Kansas state school board reluctant to bless ‘innovative districts’ plans

? Members of the Kansas State Board of Education said Tuesday they believe a new state law that allows some districts to be exempt from many state laws and regulations is unconstitutional because it circumvents their authority to supervise public education.

At the same time, though, they also said they plan to work with the first two school districts that have submitted plans for improving student outcomes by exempting themselves from many state laws and regulations that govern public schools.

“My concern personally is, we all know public education is under attack,” said board member Carolyn Campbell, D-Topeka, whose district includes Lawrence. “And it is very sad when we have people (in the Kansas Legislature) not focusing on our children and our educators.”

Board member Jim McNiece, R-Wichita, said he also looked forward to working with the districts.

“But on the other hand, I’m also a steward for the state of Kansas, and I need to be thinking, do we want to do this because what’s the next board going to have to deal with,” McNiece said.

Those comments came after the superintendents of the Concordia and McPherson school districts asked the board for its blessing on their plans for new initiatives under the Public Innovative School districts Act, which lawmakers passed last year.

Initially, it allowed up to 29 school districts – or 10 percent of the total – to be designated as “innovative” districts and become exempt from many state laws and regulations governing public schools, if they can submit a plan that shows how doing so would help them improve student achievement.
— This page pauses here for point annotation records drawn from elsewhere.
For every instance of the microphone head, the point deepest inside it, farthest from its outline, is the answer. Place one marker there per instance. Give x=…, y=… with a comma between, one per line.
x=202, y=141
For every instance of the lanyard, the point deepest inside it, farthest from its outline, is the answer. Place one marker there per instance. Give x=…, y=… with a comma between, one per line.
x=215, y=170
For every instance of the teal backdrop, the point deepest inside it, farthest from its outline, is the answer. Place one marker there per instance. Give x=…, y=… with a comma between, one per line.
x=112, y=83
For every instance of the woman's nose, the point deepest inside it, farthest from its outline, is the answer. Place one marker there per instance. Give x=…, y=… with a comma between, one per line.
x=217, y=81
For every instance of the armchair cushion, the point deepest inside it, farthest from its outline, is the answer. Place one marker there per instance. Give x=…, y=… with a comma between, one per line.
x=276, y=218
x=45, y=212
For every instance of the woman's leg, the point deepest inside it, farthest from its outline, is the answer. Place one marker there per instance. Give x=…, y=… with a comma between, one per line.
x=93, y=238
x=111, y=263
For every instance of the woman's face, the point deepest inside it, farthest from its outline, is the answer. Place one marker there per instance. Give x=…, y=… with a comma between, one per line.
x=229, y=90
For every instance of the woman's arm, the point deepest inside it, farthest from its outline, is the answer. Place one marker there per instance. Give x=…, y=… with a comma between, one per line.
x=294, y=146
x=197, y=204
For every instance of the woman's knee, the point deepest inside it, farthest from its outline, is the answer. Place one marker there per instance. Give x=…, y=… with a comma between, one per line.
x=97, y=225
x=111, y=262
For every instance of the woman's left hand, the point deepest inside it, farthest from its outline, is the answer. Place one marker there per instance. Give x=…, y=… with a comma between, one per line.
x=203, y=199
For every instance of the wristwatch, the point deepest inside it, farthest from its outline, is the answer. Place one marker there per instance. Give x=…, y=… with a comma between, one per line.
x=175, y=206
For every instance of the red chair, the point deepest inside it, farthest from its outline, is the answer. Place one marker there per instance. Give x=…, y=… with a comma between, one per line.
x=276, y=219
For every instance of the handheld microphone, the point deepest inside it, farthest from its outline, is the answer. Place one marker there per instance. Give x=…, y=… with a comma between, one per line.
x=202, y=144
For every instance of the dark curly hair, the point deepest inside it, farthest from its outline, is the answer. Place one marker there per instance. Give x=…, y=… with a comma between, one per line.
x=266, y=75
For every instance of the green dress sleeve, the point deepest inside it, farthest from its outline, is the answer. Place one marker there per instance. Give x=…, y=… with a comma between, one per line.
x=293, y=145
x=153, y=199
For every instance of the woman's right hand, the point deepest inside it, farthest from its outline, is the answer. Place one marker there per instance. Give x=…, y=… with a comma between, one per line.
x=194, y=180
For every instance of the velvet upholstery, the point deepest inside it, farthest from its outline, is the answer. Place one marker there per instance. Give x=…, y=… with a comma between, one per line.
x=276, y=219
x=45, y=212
On Sunday, though, the Legislature passed a school finance bill that includes language expanding the program by allowing even more districts to take part.

The law also sets up a commission outside the State Board of Education to decide which districts can receive that designation. The first two applications were approved by a committee composed of Gov. Sam Brownback and the chairs of the House and Senate Education Committee. Thereafter, the committee will consist of representatives from the districts that have already been designated.

Nothing in the law gives the state board authority to approve or disapprove of the plans, but the two superintendents said they wanted to work with the state board anyway.

“I think it is a difficult position that you are in when another body may challenge the constitutionality of this body,” said McPherson Superintendent Randy Watson. “We’re in the middle of that. … Our hope is to bridge that.”

McPherson’s plan mainly involves using different types of tests other than the state assessments to measure whether students there are meeting or exceeding state academic standards.

McPherson also plans to exempt itself from teacher licensure requirements to attract more career and technical education teachers, as well as exemptions from certain Kansas Board of Regents regulations so that students who take algebra in middle school can have that count as high school credit under the state’s qualified admissions standards.

Concordia’s plan includes establishing a new “career pathway” curriculum that focuses on training in the wind and other alternative energy industries.

When the bill passed last year, the State Department of Education asked for an attorney general’s opinion as to whether the Legislature had constitutional authority to enact the law.

Attorney General Derek Schmidt did not responded to that request, saying he could not comment until after the school finance lawsuit was resolved. After the Kansas Supreme Court issued an opinion in that case March 7, the department asked again for an opinion, but Schmidt so far has not responded to that request either.

Board member Ken Willard, R-Hutchinson, said he didn’t think that should stop the board from giving its blessing to the plans of McPherson and Concordia schools.

“We’re waiting for an attorney general’s opinion that, in my mind, probably may not even come,” Willard said. “He’s under no obligation to respond or issue an opinion, so to hang our hat on that as a reason for not blessing seems to me to be just a convenient way to shut it down.”

But board chairwoman Jana Shaver, R-Independence, said she would ask the board’s own attorney, Mark Ferguson, to give an opinion about the constitutionality of the law.

The board is expected to revisit the issue next month.